Add this option to the docker run command when deploying the container.

Network License Manager

If your license is administrated via a network license manager, you can use this license with the MATLAB Deep Learning container. You can point to the location of the license in the docker run command. Add the option:

-e MLM_LICENSE_FILE=27000@MyLicenseServer

Add this option to the docker run command when deploying the container.

For more information, see Configure License for MATLAB Deep Learning Container on NVIDIA GPU Cloud.

Further Configuration Options

For advanced users, further configuration of the container deployment is available through additional Docker options. For more information, see the Docker documentation

Close the Container Session

To close the container session, type exit from the container terminal. The Docker container is stopped and removed. No processes or data are saved by default when the container is closed, unless you have saved data in the host by mounting host storage, as described in Import and Export Data.

Additional Information

What is NVIDIA GPU Cloud?

NVIDIA GPU Cloud is a Docker repository of containers that are designed to run applications on high-performance NVIDIA GPUs.

What is a Container?

When you want to run an application or a piece of software in a reliable way in multiple different locations, you can use a container. A container is a lightweight package that contains everything required to run a specific application (or set of applications), including code, libraries, drivers, and settings. Because applications in a container always run in the same way, they are useful for managing well-defined test and deployment environments.

Unlike a virtual machine, containers share the operating system of the host machine and multiple instances of the same container share common resources. This makes them lightweight. However, containers are isolated from each other and the host operating system. That is, applications inside a container can only access files and processes provided within that container.

You can deploy multiple instances of the same container on the same or different hosts to test your applications simultaneously. To extend functionality, you can mount additional files, folders, and devices to containers.

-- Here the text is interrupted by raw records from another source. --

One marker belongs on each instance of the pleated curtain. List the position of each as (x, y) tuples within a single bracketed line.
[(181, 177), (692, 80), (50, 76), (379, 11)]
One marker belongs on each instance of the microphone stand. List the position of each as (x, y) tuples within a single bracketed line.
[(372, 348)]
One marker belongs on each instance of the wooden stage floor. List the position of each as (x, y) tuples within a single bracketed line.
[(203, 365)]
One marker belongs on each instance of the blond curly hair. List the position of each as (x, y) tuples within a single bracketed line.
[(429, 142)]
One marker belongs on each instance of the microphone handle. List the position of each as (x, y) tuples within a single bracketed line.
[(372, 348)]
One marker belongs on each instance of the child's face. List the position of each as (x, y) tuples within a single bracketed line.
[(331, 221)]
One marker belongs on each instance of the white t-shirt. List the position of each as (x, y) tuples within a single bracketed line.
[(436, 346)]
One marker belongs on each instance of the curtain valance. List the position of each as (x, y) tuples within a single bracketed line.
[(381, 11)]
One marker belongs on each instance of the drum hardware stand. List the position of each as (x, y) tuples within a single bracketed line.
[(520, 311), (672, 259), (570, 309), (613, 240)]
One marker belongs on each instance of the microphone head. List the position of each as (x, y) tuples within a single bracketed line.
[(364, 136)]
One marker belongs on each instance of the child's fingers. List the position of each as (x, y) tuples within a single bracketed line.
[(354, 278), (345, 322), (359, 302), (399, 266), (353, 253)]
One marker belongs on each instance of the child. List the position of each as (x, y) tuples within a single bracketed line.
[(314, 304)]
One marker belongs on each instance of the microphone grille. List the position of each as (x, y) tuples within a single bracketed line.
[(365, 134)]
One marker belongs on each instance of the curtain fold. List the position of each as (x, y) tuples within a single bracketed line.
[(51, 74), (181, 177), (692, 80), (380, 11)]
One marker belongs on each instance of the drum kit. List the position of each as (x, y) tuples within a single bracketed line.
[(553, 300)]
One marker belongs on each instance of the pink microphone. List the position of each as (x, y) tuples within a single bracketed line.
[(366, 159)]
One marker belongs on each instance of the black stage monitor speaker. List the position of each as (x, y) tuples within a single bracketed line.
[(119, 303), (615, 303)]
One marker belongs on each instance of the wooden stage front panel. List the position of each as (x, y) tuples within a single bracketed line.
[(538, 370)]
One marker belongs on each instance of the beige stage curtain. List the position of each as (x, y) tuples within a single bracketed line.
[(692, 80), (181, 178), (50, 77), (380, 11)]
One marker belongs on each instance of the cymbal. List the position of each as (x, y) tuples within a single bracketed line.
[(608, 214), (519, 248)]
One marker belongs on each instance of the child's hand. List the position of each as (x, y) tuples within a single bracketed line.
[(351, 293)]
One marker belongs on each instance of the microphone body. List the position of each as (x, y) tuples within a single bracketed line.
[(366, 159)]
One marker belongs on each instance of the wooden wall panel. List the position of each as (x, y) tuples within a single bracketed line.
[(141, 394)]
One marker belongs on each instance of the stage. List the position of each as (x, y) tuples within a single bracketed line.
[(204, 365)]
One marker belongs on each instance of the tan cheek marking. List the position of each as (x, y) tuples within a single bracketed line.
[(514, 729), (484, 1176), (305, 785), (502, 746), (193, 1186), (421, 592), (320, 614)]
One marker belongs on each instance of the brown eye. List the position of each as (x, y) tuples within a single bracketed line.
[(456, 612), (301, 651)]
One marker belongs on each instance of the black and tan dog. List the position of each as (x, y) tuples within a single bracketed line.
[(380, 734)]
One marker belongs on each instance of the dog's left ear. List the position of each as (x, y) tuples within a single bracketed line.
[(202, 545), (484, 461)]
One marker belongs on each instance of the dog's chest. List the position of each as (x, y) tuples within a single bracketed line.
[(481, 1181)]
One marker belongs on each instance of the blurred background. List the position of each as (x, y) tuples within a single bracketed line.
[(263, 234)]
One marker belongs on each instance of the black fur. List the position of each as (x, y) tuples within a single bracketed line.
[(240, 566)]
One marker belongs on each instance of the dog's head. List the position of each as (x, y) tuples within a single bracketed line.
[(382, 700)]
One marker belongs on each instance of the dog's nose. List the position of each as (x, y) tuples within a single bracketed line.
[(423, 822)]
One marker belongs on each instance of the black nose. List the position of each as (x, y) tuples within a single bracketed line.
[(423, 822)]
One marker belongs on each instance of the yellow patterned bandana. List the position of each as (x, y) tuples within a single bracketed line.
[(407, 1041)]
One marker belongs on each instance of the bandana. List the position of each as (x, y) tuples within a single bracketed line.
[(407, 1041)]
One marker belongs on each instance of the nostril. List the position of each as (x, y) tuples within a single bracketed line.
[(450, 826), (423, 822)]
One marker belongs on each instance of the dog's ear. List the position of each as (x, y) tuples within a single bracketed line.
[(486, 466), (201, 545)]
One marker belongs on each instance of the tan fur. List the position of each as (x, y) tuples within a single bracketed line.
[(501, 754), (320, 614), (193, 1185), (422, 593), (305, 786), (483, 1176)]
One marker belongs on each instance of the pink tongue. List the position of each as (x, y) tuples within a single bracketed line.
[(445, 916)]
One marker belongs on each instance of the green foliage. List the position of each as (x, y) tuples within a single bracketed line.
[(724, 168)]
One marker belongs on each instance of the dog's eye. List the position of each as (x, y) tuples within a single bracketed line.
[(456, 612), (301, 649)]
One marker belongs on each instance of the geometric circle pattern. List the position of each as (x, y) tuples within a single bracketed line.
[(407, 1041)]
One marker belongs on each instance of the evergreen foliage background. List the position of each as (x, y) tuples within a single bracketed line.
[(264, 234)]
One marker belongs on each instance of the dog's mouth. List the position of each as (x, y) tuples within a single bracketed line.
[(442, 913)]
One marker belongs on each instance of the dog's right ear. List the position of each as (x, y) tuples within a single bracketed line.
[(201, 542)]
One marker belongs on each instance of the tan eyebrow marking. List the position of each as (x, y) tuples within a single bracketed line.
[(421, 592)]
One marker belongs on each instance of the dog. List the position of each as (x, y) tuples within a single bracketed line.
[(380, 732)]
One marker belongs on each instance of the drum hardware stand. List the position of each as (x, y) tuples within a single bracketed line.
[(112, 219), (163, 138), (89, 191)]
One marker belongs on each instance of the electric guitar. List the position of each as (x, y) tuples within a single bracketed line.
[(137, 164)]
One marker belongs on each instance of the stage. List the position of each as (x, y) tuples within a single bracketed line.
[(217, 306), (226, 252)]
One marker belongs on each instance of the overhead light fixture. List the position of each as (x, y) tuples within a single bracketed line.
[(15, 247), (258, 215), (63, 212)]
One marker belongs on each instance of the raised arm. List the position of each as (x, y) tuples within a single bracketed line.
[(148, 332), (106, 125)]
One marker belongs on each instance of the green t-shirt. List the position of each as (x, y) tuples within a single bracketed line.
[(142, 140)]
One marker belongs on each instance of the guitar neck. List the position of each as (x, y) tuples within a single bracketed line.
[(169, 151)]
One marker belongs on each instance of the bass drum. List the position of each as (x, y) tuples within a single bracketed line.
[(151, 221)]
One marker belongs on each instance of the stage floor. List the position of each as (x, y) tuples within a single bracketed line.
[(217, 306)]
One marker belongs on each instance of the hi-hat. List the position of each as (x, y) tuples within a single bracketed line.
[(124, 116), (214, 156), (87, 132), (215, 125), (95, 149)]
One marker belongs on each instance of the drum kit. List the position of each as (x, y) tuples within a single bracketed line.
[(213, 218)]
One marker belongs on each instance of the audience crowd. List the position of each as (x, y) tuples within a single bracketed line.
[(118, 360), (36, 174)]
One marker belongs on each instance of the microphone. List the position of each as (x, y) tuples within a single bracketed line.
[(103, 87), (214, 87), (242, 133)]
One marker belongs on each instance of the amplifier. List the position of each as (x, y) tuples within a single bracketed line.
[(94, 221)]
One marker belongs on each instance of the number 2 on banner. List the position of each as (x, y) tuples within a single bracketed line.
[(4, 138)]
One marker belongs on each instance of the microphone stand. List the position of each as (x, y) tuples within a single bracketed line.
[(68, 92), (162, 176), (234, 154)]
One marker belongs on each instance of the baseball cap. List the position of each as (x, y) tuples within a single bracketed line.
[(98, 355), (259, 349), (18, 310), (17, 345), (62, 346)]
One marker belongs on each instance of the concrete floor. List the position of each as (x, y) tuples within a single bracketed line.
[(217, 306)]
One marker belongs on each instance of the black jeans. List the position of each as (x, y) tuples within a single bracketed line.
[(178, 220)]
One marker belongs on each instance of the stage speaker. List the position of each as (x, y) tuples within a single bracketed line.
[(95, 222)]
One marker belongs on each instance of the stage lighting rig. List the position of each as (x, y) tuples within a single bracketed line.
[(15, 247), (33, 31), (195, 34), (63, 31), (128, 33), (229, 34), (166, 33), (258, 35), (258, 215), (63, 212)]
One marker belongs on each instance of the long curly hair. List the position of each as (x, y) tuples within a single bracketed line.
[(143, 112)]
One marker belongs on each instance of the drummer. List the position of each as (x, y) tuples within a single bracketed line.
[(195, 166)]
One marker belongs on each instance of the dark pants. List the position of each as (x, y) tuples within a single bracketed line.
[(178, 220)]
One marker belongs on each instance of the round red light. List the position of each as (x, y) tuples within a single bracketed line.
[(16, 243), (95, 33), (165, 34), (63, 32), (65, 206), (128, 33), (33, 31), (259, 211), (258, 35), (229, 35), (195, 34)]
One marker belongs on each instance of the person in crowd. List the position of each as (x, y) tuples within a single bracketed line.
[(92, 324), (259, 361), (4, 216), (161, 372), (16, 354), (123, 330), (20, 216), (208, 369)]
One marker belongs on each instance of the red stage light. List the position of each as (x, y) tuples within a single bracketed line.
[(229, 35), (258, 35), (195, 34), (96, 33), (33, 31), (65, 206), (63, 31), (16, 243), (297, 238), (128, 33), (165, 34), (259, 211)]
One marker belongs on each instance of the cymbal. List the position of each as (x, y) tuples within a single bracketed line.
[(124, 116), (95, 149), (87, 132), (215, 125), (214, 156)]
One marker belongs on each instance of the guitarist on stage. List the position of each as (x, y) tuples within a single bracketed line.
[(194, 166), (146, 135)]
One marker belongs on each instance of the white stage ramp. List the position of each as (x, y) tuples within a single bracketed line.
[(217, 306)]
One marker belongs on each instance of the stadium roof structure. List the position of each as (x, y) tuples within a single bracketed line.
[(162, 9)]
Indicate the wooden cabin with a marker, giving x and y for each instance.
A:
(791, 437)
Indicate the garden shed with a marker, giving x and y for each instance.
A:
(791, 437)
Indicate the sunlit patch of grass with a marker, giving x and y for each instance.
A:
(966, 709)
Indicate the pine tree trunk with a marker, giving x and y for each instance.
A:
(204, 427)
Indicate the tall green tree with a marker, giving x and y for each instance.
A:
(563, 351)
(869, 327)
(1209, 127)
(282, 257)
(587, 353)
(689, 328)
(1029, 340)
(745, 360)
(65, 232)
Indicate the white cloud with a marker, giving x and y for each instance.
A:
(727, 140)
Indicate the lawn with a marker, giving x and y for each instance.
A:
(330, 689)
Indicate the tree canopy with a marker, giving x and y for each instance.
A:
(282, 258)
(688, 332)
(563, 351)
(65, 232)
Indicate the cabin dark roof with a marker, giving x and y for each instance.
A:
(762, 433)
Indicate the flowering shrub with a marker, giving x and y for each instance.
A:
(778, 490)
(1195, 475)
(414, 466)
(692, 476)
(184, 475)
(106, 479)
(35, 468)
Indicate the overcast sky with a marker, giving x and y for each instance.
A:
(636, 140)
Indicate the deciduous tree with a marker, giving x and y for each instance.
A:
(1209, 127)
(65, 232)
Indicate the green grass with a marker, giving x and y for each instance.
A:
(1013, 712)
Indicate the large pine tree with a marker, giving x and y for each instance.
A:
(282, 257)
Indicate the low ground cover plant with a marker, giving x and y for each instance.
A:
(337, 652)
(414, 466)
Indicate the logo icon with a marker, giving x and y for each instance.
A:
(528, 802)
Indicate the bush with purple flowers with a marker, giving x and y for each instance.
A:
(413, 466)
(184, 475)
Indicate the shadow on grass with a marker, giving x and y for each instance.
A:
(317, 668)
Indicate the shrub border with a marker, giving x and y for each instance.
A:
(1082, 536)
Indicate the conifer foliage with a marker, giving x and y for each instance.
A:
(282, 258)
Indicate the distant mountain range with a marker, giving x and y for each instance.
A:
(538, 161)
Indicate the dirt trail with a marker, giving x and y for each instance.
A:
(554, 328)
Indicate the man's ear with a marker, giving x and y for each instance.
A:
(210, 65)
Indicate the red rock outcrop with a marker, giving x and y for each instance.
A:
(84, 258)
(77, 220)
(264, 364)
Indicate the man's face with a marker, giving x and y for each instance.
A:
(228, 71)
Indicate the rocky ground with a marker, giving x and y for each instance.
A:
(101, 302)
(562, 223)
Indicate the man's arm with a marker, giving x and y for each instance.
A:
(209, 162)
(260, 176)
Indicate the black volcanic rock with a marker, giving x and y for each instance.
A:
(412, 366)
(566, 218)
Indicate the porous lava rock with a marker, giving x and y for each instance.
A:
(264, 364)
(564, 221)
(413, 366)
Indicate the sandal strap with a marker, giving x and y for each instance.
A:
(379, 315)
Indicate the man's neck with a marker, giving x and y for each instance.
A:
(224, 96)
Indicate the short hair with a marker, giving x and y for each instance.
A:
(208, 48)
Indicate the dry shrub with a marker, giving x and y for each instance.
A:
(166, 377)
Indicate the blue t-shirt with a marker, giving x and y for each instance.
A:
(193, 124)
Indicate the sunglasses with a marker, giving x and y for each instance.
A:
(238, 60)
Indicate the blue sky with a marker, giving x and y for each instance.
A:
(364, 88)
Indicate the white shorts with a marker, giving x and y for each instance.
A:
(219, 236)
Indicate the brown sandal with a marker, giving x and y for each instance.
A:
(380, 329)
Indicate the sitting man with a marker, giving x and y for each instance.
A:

What is in the MATLAB Deep Learning Container?

The MATLAB Deep Learning Container contains MATLAB and several other toolboxes that are useful in deep learning applications.

  • Computer Vision Toolbox™

  • GPU Coder™

  • Image Processing Toolbox™

  • MATLAB Coder™

  • Deep Learning Toolbox™

  • Parallel Computing Toolbox™

  • Signal Processing Toolbox™

  • Statistics and Machine Learning Toolbox™

  • Text Analytics Toolbox™

To perform deep learning using GPUs in the MATLAB Deep Learning Container, you must have a license valid for MATLAB, Deep Learning Toolbox, and Parallel Computing Toolbox. A license valid for the other products in the container are required to access the full functionality of the container.

  • If you do not have a license valid for Deep Learning Toolbox or Parallel Computing Toolbox, MATLAB displays a warning on startup indicating that you cannot use these products.

  • If you do not have a license valid for other products in the MATLAB Deep Learning Container, MATLAB displays a message on startup indicating that you cannot use these products.

You can obtain a trial license for products in the MATLAB Deep Learning Container at MATLAB Trial for Deep Learning on the Cloud.

In addition, the container contains several Pretrained Deep Neural Networks (Deep Learning Toolbox):

You can import networks and network architectures into the container from TensorFlow™-Keras and Caffe, with or without layer weights. You can also convert trained networks to the Open Neural Network Exchange (ONNX) model format.

The MATLAB Deep Learning Container also contains:

By deploying this software in a container, you can avoid the set-up time needed to install and configure these products. You can run multiple containers to train several networks at once or in different locations with reproducible results.